Mosec is a high-performance and flexible model serving framework for building ML model-enabled backend and microservices. It bridges the gap between any machine learning models you just trained and the efficient online service API.

• Highly performant: web layer and task coordination built with Rust 🦀, which offers blazing speed in addition to efficient CPU utilization powered by async I/O
• Ease of use: user interface purely in Python 🐍, by which users can serve their models in an ML framework-agnostic manner using the same code as they do for offline testing
• Dynamic batching: aggregate requests from different users for batched inference and distribute results back
• Pipelined stages: spawn multiple processes for pipelined stages to handle CPU/GPU/IO mixed workloads
• Cloud friendly: designed to run in the cloud, with the model warmup, graceful shutdown, and Prometheus monitoring metrics, easily managed by Kubernetes or any container orchestration systems
• Do one thing well: focus on the online serving part, users can pay attention to the model optimization and business logic

Mosec requires Python 3.7 or above. Install the latest PyPI package for Linux x86_64 or macOS x86_64/ARM64 with:

pip install -U mosec
# or install with conda
conda install conda-forge::mosec

To build from the source code, install Rust and run the following command:

make package

You will get a mosec wheel file in the dist folder.

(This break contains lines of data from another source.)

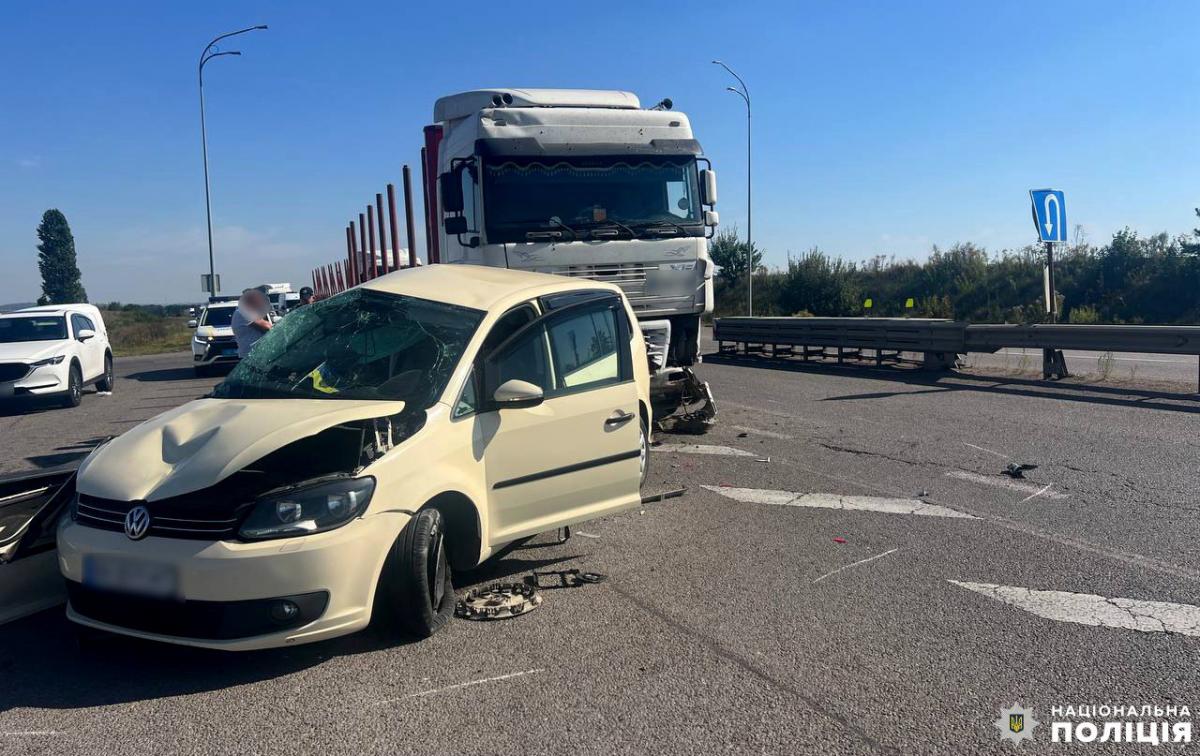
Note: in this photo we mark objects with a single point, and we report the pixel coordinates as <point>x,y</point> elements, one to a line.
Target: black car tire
<point>75,388</point>
<point>415,594</point>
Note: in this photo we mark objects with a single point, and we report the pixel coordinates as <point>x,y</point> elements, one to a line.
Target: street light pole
<point>209,53</point>
<point>744,93</point>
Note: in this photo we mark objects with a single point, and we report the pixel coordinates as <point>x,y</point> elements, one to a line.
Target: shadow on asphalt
<point>953,381</point>
<point>172,373</point>
<point>42,665</point>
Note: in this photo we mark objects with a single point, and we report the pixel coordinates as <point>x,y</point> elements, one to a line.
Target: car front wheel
<point>415,593</point>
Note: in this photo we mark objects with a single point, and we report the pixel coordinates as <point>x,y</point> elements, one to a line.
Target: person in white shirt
<point>250,321</point>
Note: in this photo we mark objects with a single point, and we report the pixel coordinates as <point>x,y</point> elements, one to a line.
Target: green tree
<point>57,261</point>
<point>729,253</point>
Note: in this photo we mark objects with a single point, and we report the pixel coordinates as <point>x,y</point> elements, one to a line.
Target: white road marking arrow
<point>835,501</point>
<point>1086,609</point>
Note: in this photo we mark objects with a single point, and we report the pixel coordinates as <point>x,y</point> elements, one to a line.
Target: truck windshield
<point>361,345</point>
<point>217,317</point>
<point>42,328</point>
<point>636,195</point>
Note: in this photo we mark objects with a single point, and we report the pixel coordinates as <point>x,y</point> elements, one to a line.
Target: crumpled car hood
<point>201,443</point>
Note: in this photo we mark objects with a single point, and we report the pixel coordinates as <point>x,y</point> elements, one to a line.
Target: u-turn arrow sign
<point>1049,214</point>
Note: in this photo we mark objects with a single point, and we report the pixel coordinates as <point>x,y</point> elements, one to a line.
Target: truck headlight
<point>304,511</point>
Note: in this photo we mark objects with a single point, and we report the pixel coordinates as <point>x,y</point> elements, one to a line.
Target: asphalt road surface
<point>849,573</point>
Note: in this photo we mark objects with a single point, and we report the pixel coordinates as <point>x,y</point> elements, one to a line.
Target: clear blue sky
<point>880,127</point>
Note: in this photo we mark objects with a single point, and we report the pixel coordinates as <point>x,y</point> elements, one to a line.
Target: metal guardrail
<point>943,341</point>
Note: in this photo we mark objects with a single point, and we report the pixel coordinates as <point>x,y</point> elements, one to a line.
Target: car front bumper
<point>39,382</point>
<point>227,593</point>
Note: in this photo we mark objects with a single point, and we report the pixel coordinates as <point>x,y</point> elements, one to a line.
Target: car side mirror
<point>516,394</point>
<point>708,186</point>
<point>451,191</point>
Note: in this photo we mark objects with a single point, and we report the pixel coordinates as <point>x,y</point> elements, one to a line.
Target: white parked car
<point>214,342</point>
<point>371,444</point>
<point>54,351</point>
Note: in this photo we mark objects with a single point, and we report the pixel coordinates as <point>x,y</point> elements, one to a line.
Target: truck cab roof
<point>463,105</point>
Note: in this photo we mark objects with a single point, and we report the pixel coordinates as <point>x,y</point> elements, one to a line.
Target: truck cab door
<point>30,507</point>
<point>571,454</point>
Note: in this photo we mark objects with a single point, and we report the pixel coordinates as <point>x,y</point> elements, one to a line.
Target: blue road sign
<point>1049,214</point>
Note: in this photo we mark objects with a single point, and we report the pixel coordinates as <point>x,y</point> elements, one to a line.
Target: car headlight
<point>303,511</point>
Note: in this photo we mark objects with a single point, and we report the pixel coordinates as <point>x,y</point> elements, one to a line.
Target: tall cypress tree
<point>57,261</point>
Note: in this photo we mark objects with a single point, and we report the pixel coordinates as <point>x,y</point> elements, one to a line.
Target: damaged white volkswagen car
<point>369,447</point>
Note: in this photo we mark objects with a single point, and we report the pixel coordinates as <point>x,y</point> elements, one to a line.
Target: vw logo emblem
<point>137,522</point>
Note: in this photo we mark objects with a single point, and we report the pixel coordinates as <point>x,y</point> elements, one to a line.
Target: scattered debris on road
<point>498,601</point>
<point>1017,471</point>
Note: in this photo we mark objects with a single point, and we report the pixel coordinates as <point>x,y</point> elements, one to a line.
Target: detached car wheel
<point>108,379</point>
<point>75,388</point>
<point>415,593</point>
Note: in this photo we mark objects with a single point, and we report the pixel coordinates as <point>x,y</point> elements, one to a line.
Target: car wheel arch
<point>463,526</point>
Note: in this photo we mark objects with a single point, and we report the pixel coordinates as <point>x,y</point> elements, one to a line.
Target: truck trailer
<point>588,184</point>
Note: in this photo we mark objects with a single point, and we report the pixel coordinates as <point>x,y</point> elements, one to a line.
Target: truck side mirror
<point>451,191</point>
<point>708,187</point>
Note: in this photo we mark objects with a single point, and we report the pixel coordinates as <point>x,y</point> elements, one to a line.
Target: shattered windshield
<point>359,345</point>
<point>630,195</point>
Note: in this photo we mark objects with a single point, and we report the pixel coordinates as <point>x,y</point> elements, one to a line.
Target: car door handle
<point>618,418</point>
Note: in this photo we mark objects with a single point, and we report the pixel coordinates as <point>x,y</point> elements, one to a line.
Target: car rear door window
<point>586,349</point>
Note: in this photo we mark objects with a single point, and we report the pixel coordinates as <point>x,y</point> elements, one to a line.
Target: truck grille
<point>109,515</point>
<point>13,371</point>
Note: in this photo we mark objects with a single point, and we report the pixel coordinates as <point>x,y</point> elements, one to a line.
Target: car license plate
<point>132,576</point>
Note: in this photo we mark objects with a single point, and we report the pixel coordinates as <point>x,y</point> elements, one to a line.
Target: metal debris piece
<point>498,601</point>
<point>1017,471</point>
<point>673,493</point>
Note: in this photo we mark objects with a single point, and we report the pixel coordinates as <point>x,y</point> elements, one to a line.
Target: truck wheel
<point>75,388</point>
<point>415,593</point>
<point>643,450</point>
<point>107,379</point>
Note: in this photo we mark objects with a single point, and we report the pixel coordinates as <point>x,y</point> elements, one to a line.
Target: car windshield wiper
<point>549,234</point>
<point>661,227</point>
<point>612,225</point>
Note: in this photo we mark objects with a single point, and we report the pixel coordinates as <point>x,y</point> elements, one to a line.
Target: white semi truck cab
<point>583,183</point>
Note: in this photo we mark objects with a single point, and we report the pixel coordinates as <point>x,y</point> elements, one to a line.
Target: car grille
<point>13,371</point>
<point>109,515</point>
<point>217,621</point>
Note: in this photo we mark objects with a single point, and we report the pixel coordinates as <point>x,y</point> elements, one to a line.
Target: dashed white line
<point>725,451</point>
<point>1086,609</point>
<point>856,564</point>
<point>835,501</point>
<point>459,685</point>
<point>1007,483</point>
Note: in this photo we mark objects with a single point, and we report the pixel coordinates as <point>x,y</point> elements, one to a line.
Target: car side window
<point>509,323</point>
<point>586,348</point>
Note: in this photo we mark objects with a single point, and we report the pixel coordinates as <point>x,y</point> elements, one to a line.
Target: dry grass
<point>139,333</point>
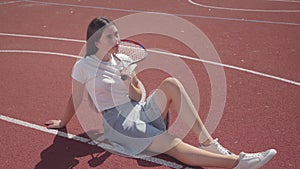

We demonstrate how Mosec can help you easily host a pre-trained stable diffusion model as a service. You need to install diffusers and transformers as prerequisites:

pip install --upgrade diffusers[torch] transformers

from io import BytesIO
from typing import List

import torch  # type: ignore
from diffusers import StableDiffusionPipeline  # type: ignore

from mosec import Server, Worker, get_logger
from mosec.mixin import MsgpackMixin

logger = get_logger()

class StableDiffusion(MsgpackMixin, Worker):
    def __init__(self):
        self.pipe = StableDiffusionPipeline.from_pretrained(
            "runwayml/stable-diffusion-v1-5", torch_dtype=torch.float16
        )
        device = "cuda" if torch.cuda.is_available() else "cpu"
        self.pipe = self.pipe.to(device)
        self.example = ["useless example prompt"] * 4  # warmup (batch_size=4)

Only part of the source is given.